The commonplace explanation in the Western media is
that Mr. Putin himself is deeply corrupt — indeed, that he sits at the
epicenter of Russia’s corrupt edifice. This may be so. But as someone who has
spent his life in the Balkans (and therefore knows a thing about corruption), I
have learned that being corrupt is hardly a reason not to declare a war on
corruption; on the contrary, it could be an incentive, because there is nothing
that corrupt politicians hate more than other people’s corruption.
The reason for Mr. Putin’s reluctance, then, is more
complicated.
On one hand, for him, mutual accusations of corruption
are the dirty bombs of the intra-elite wars, which cause a lot of collateral
damage. Research has long demonstrated that corruption, although hitting the
poorest groups in society hardest, is primarily a middle-class concern — and in
today’s Russia, the middle class to a great extent is composed of these same
bribe-taking officials that anti-corruption campaigns should target.

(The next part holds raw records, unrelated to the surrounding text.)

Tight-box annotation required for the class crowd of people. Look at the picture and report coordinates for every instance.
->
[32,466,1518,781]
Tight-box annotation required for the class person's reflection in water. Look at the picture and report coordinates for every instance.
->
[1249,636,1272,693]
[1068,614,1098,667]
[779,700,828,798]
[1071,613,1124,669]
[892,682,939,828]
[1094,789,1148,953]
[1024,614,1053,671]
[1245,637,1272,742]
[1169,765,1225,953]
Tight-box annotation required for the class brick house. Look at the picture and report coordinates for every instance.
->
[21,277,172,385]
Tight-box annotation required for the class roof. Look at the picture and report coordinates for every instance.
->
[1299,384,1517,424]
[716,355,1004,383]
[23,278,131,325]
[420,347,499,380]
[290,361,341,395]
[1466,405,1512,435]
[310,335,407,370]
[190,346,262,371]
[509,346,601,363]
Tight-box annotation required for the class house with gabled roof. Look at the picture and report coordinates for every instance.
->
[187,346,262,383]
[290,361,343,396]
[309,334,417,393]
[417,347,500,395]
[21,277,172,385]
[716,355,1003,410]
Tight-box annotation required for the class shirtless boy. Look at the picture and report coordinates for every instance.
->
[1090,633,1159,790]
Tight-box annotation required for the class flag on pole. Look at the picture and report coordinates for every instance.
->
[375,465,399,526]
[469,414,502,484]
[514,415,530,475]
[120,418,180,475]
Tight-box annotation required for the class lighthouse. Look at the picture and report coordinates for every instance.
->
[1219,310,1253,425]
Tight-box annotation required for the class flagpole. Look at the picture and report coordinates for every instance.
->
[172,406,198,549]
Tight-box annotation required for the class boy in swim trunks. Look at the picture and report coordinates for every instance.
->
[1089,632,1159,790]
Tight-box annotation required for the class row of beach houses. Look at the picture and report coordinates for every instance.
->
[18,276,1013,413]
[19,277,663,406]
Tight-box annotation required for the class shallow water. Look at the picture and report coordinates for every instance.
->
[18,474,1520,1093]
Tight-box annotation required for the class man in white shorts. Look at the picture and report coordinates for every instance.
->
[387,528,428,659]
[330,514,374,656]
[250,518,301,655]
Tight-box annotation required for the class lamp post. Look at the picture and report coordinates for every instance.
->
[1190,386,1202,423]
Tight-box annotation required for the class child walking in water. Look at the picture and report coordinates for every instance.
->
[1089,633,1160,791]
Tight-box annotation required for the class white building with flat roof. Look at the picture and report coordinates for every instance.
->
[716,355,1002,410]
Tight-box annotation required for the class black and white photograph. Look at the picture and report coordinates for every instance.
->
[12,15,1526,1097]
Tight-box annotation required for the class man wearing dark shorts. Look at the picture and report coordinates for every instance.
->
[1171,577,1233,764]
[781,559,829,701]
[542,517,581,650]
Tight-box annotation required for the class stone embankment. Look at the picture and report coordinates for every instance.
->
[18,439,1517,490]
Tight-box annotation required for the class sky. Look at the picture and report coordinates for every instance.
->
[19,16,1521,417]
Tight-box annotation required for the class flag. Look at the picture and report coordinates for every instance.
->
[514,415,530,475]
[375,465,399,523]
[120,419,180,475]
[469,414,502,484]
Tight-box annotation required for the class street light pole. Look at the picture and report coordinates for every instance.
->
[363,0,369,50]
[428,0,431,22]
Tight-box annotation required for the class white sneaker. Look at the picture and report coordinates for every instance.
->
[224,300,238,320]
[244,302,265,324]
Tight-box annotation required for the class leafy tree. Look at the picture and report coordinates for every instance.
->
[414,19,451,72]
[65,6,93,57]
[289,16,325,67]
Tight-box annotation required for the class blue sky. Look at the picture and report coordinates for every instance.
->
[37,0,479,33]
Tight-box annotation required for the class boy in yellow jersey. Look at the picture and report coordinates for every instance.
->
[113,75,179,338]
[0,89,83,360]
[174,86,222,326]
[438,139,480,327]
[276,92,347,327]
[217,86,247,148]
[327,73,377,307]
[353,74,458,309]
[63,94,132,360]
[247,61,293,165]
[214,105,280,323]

On the other hand, what matters in politics is not the
levels of corruption, but the public’s perception of how corrupt their country
is, and very often the link between the two is not direct. Small and successful
wars abroad can be a better instrument to change people’s perception of how
corrupt their country is than the actual efforts to reduce corruption.
Correlation is not causation, but in the wake of Crimea’s annexation, the
number of Russians who believed that corruption was increasing plummeted to 30
percent, from 50 percent.
Interestingly, there is one way that corruption itself
worries Mr. Putin: as a weapon that can be used by Russia’s external enemies
against him. What worries the Kremlin is not that Russian officials are
corrupt, but that they are vulnerable to Western pressure, since the assets
they stole, just like their children, are in the West. Corruption as a rule
helps unite elites, but it can also make them good recruits. (In this sense,
Moscow should not be unhappy about the West’s efforts to clean up hidden
offshore accounts.)
The Kremlin’s top priority then is not purging corrupt
elites, but nationalizing them. Russian elites have the right to be corrupt,
but only if they have proved their loyalty. Paradoxically, the West’s sanctions
against business figures closest to the Russian president helped whitewash some
of the most notoriously corrupt Russian oligarchs and allow Russian propaganda
to present them as selfless defenders of the motherland.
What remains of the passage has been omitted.